Perched high up on a cherry picker, using nothing but spray cans, he has brought the stunning portrait to life.
“I have known George and his family for a long time,” he explained.
“I went to school with his children and spent a lot of my childhood learning how to do graffiti with his son.”
Smug spent the first 21 years of his life in Nowra before moving to the UK to pursue his art.
Now living in Glasgow, Scotland, he travels the world producing stunning work.
“It’s a fulltime job,” he said.
“I get to paint every day and do walls like this all around the world.
“This has just been another stop, however it has been great to do one in my hometown.
“I’ve watched as a few other murals popped up in Nowra over the past few years, so it was great to finally be able to do one.
“It was also a good excuse to visit the family.”
Smug’s work over the past week has certainly gained plenty of attention with a number of daily updates being placed on social media as his mural came to life.
“This was my favourite wall of what was left,” he said.
“It was smooth, which is much sought after over a brick wall.
“I’m keen to jump over any wall.
“This has been pretty cool and you can see it from blocks away.”
He said the only downside was being a north facing wall meant he had to work all day in the sun.
“Once it’s finished it will be great - it will get the sun all day,” he laughed.
“This is a standard sized wall for me.
“Pretty much everything I do is an average of three to seven storeys.

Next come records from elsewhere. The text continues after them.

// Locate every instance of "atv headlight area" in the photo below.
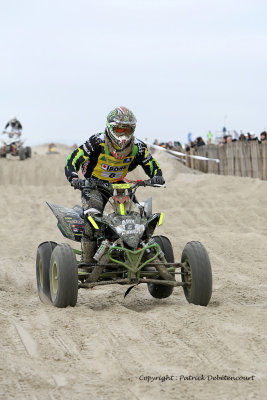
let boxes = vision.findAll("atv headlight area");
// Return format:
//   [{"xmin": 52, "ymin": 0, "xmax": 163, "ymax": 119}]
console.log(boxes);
[{"xmin": 113, "ymin": 215, "xmax": 145, "ymax": 249}]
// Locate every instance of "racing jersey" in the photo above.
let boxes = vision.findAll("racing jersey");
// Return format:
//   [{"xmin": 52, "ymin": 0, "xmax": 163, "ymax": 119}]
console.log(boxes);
[
  {"xmin": 5, "ymin": 120, "xmax": 22, "ymax": 130},
  {"xmin": 65, "ymin": 133, "xmax": 162, "ymax": 182}
]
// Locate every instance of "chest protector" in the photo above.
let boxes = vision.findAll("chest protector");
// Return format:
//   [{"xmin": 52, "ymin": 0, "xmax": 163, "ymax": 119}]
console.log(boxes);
[{"xmin": 92, "ymin": 144, "xmax": 134, "ymax": 182}]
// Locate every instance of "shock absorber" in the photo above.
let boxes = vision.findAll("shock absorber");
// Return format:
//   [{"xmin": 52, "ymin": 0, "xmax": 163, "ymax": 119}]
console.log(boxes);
[
  {"xmin": 146, "ymin": 238, "xmax": 165, "ymax": 260},
  {"xmin": 145, "ymin": 238, "xmax": 173, "ymax": 280},
  {"xmin": 93, "ymin": 240, "xmax": 110, "ymax": 262}
]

This is about four storeys so it's in the middle.”
Working from a photograph he drew his outline freehand.
“I don't use a projector or grid,” he said.
“When I was younger the initial markings were sometimes the hardest. They could take me as long to get on the wall as the colouring in or painting.

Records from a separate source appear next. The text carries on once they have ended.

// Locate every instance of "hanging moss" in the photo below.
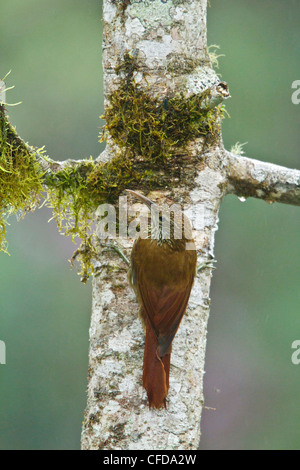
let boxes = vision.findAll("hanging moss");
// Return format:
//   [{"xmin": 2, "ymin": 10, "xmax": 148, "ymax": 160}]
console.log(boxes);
[
  {"xmin": 0, "ymin": 105, "xmax": 44, "ymax": 253},
  {"xmin": 44, "ymin": 151, "xmax": 168, "ymax": 282}
]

“I do this seven days a week and have done it for years and years so I suppose it is a lot easier for me to blow things up to such a large scale.”

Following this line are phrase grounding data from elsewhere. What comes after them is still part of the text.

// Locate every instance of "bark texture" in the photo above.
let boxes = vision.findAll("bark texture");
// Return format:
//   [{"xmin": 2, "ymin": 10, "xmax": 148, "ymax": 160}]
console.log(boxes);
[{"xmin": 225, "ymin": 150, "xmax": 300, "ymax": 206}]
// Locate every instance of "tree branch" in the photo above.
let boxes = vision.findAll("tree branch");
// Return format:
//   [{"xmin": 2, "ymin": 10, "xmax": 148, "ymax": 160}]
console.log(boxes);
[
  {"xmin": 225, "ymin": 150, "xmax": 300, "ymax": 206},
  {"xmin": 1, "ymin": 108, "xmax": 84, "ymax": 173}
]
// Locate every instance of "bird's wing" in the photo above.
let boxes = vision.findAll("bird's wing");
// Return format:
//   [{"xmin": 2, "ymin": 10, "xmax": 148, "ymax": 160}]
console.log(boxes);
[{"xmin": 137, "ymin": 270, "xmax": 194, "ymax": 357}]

He said his subject had been a regular visitor during the week.
“George has been here every day,” he said “he doesn’t say much and doesn’t wear his heart on his sleeve.
“I hope he likes it.”
There is talk the mural series will continue throughout the CBD, with the possibility of a mural walk even being established.
As for Smug, he now heads off to Melbourne, before onto Tumby Bay in South Australia and then returning back to Europe where he has work booked up for the next three to four months.
But he is open to make a return and produce another local artwork.
“Sure, I’d love to come back and paint another wall in Nowra,” he said.
“Always happy to come home and as I said it’s a good excuse to see family.”
Smug’s mural is now the fifth to be produced in the CBD.
It follows Brisbane’s Guido Van Helten’s portrait of a Greenwell Point oyster farmer from a photo by the late Jeff Carter on the rear wall of the former Betta Electrical building which faces the Egans Lane car park; Melbourne-based Matt Adnate’s piece inspired by a photograph taken while travelling around the remote deserts of Australia’s Northern Territory, incorporates a yellow-tailed black cockatoo - a totem to the people of Nowra and the Yuin Nation and the face of a young Aboriginal girl also overlooking the Egans Lane car park on the rear of the Nowra Library building; New Zealand’s Owen Dippie’s work of a gazing Arthur Boyd over Stewart Place on the back of Sturgiss Newsagency; and Wollongong’s Claire Foxton’s work of local air-force veteran Narelle Hart on the Holt Centre wall.